この年の12月20日の韓国戦にて途中出場ながら日本代表デビューを果たす。代表への定着を期待されたが、酒井にとってこれが最初で最後の代表戦となった。
2001年には名古屋グランパスエイトへ移籍。
背番号8を背負った酒井は、ウエズレイ、岡山哲也、ウリダ、山口素弘と強力な中盤を形成。正確なクロスでチャンスを演出した。
名古屋で3シーズンプレーした後、2004年に浦和レッズへ移籍。
浦和では、ブッフバルト監督の元でプレー。2004年開幕戦のマリノス戦から出場を続ける。長谷部誠、山田暢久、平川忠亮と強力な中盤を牽引した。
2007年7月に出場機会を求めヴィッセル神戸へ移籍。
1年目は10試合に出場するも、翌年は以前から痛めていた腰の状態が悪化。プロ入り後初となる公式戦出場なしに終わり、戦力外通告を受け同年限りで神戸を退団した。
引退も噂されたが、懸命にリハビリに取り組んだ酒井は、監督を務める斉藤俊秀から直接オファーを受け、2009年8月から4ヶ月間の契約期間で静岡県社会人リーグ1部に所属する藤枝MYFCに加入する。
藤枝では背番号50を背負い、県リーグ8試合に出場し3ゴールをマーク。酒井の加入もあり、藤枝は静岡県リーグ1部で1位となったが、リーグ戦における試合当番の不履行により5順位降格の処分を受けて、この年の最終順位は6位となっている。
その後、藤枝を退団した酒井は、Jリーグのクラブの他、セルビア、ベトナムのクラブと入団交渉を続けるもまとまらず、2010年8月、インドネシアで実施された外国人選手を対象としたトライアウトに参加。
ここでの活躍が評価され、2010年9月にインドネシア・スーパーリーグのペリタ・ジャヤに加入する。
ペリタ・ジャヤでは、オフェンシブMFのポジションで使われることが多かった。2011年3月から6月までは同リーグのペルセワ・ワメナへ移籍。

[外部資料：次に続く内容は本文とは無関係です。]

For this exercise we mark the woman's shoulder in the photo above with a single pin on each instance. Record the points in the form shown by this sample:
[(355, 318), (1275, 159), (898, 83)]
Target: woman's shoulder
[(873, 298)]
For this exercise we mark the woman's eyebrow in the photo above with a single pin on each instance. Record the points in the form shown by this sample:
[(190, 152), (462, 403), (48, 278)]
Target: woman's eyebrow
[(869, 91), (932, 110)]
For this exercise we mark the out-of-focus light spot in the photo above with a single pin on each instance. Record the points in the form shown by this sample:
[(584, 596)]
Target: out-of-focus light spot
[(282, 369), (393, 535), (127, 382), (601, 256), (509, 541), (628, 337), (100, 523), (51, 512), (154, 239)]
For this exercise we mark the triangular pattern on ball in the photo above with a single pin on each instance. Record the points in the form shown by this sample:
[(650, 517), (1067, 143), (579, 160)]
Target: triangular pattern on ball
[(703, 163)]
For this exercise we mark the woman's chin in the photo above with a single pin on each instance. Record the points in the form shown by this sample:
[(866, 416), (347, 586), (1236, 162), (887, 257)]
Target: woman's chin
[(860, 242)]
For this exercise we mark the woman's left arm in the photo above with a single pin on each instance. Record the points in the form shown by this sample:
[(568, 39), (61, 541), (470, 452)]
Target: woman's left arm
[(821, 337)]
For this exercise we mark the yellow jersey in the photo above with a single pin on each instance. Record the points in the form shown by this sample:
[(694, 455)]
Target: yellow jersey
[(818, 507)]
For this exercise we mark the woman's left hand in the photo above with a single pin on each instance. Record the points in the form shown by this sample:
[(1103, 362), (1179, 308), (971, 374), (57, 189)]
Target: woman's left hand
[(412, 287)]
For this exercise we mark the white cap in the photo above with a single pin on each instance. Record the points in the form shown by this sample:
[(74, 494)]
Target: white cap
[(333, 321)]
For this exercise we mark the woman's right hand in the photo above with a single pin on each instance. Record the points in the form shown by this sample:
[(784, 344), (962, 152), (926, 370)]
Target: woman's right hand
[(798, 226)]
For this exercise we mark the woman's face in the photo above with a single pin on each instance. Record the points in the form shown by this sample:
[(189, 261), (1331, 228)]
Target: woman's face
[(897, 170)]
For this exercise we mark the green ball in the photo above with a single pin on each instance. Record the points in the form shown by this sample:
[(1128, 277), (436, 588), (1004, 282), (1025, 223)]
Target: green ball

2011年11月には同リーグのペリシラム・ラージャ・アンパットに加入。ここでも技術を高く評価された酒井はチームの中心として活躍。リーグ戦の34試合すべてに出場している。
翌年、インドネシア2部リーグのデルトラス・シドアルジョに入団し前期リーグのみプレーし退団。
同年8月に現役引退を表明した。
酒井友之の引退後と現在
酒井は現役引退後、浦和のハートフルクラブのコーチに就任。
幼稚園や小学校のスクールを4年半ほど経験した後、2017年からジュニアチームのコーチを務めている。
酒井は現役当時、インドネシアの環境について「最初にインドネシアへ来たときはびっくりしました。日本とここまで環境が違うとは思いませんでした。」と語っている。
日本との環境の差は歴然で、練習場の芝の状態も劣悪だったという。 雨がよく降る地域、降らない地域で地面の硬さが異なり、田んぼのようなグラウンドで試合をしたこともあったという。
それでも、かつて黄金世代と呼ばれた男は、日本とのギャップに戸惑いながらも、泥にまみれて、異国の地でボールを追い続けた。
酒井は後に、インドネシアでの経験をこう語っている。
「日本との違いが、最終的に自分にとってワールドユースの準優勝と同じぐらいいい経験になったし、自分の強みになりました。」
栄光の瞬間と過酷な経験は、永遠に酒井の記憶と記録に残り続ける。